Le novità. Cambia la composizione demografica della provincia e cambiano anche il numero e le composizioni dei distretti elettorali. Alle scorse elezioni del 2014 i seggi a disposizione erano 107, con l’imperativo categorico per i partiti di arrivare a quota 54 per assicurarsi la maggioranza assoluta a Queen’s Park. Nel 2018, invece, i seggi in palio saranno 122, ben 15 in più: chi punta ad avere un governo di maggioranza nell’assemblea legislativa provinciale, dovrà per forza di cose raggiungere il numero magico 62.

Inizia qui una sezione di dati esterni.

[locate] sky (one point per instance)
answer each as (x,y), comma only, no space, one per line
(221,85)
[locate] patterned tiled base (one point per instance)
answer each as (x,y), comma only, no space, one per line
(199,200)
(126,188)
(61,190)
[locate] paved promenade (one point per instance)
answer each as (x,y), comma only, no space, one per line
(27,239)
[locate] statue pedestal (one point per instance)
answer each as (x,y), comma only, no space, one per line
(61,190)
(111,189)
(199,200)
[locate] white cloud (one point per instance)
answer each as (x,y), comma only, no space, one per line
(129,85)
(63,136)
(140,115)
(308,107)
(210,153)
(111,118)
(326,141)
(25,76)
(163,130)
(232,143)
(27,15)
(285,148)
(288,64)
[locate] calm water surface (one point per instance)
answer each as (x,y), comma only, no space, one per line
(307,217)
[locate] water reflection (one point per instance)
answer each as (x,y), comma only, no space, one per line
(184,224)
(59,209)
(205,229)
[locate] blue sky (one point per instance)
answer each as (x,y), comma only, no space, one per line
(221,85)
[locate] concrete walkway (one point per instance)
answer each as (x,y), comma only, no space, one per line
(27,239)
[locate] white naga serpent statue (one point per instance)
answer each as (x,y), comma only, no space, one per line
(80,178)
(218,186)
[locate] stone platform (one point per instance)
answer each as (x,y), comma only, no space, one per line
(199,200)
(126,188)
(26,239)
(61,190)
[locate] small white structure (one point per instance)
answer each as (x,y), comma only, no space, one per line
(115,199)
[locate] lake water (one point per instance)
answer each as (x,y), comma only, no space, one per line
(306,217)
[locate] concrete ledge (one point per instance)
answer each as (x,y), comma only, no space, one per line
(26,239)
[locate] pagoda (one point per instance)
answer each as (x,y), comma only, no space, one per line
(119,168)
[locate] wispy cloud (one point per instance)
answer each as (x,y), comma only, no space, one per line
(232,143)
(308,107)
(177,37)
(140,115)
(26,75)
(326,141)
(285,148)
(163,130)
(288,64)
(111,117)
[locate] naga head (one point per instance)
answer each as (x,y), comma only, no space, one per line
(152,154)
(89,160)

Un’altra sostanziale differenza rispetto al passato è rappresentata dalla rivoluzione sul finanziamento ai partiti. A partire dallo scorso gennaio, il governo ha messo al bando le donazioni ai partiti politici da parte delle grandi aziende e dei sindacati, prassi che invece prima era permessa. In vista di queste elezioni saranno permesse, quindi, solamente donazioni personali che però non potranno superare i 3.600 dollari all’anno. Il nuovo modello, tuttavia, ha attivato una nuova forma di entrata per la politica, quella del finanziamento pubblico: ogni partito, in sostanza, riceve annualmente 2.71 dollari per ogni voto ricevuto nella precedente consultazione elettorale.
Il Partito Liberale. I liberali in Ontario sono al potere dal 2003, quando l’allora leader del partito Dalton McGuinty sconfisse alle elezioni il conservatore Ernie Eves e il neodemocratico Howard Hampton. Da allora i grit hanno vinto le elezioni del 2007, del 2011 e del 2014, queste ultime sotto la guida di Kathleen Wynne. Il partito della premier, dopo un periodo difficile nei sondaggi, è tornato prepotentemente in corsa per la riconferma nel 2018 e questa anche grazie a un evidente cambio di marcia nell’azione di governo che ha portato all’approvazione del pharmacare universale per gli under 24, alla riforma del lavoro con la paga minima a 15 dollari all’ora dal 2019, all’assistenza all’infanzia universale, al taglio delle costi energetici per le famiglie del 25 per cento e al pacchetto di misure per raffreddare il mercato immobiliare nella Gta. Il rischio principale per la premier è che l’elettorato dell’Ontario, dopo quasi 15 anni di governo liberale, possa optare per un fisiologico cambiamento nel nome del principio dell’alternanza.
Il Progressive Conservative. Ed è proprio sulla possibile voglia di cambiamento degli elettori che Brown vuole fare leva per arrivare al potere. Negli ultimi mesi i sondaggi lo danno come candidato premier da battere, anche se resta da stabilire quale sarà l’impatto in termini di consenso delle ultime riforme dell’esecutivo liberale. Per i conservatori il rischio principale è rappresentato, almeno per ora, da una disarmante pochezza programmatica - basta pensare che, dopo mesi di polemiche, Brown non ha ancora presentato la sua alternativa al piano energetico delle premier, mentre il suo giudizio sulla riforma della paga minima è stato un interlocutorio “vedremo” - dalle polemiche sulle nomination contrastate e dalla presenza di alcuni candidati francamente impresentabili nominati grazie al passo indietro dei loro avversari.
L’Ndp. Nell’area progressista Andrea Horwath cerca di rinserrare le fila e di rimettere le mani nella piattaforma programmatica del partito, dopo essere stata scavalcata a sinistra dal governo sulla rivoluzione dei farmaci e sulla paga minima. Per ora i sondaggi sono abbastanza incoraggianti, ma il rischio principale è che l’elettorato di centrosinistra finisca per premiare le riforme della Wynne.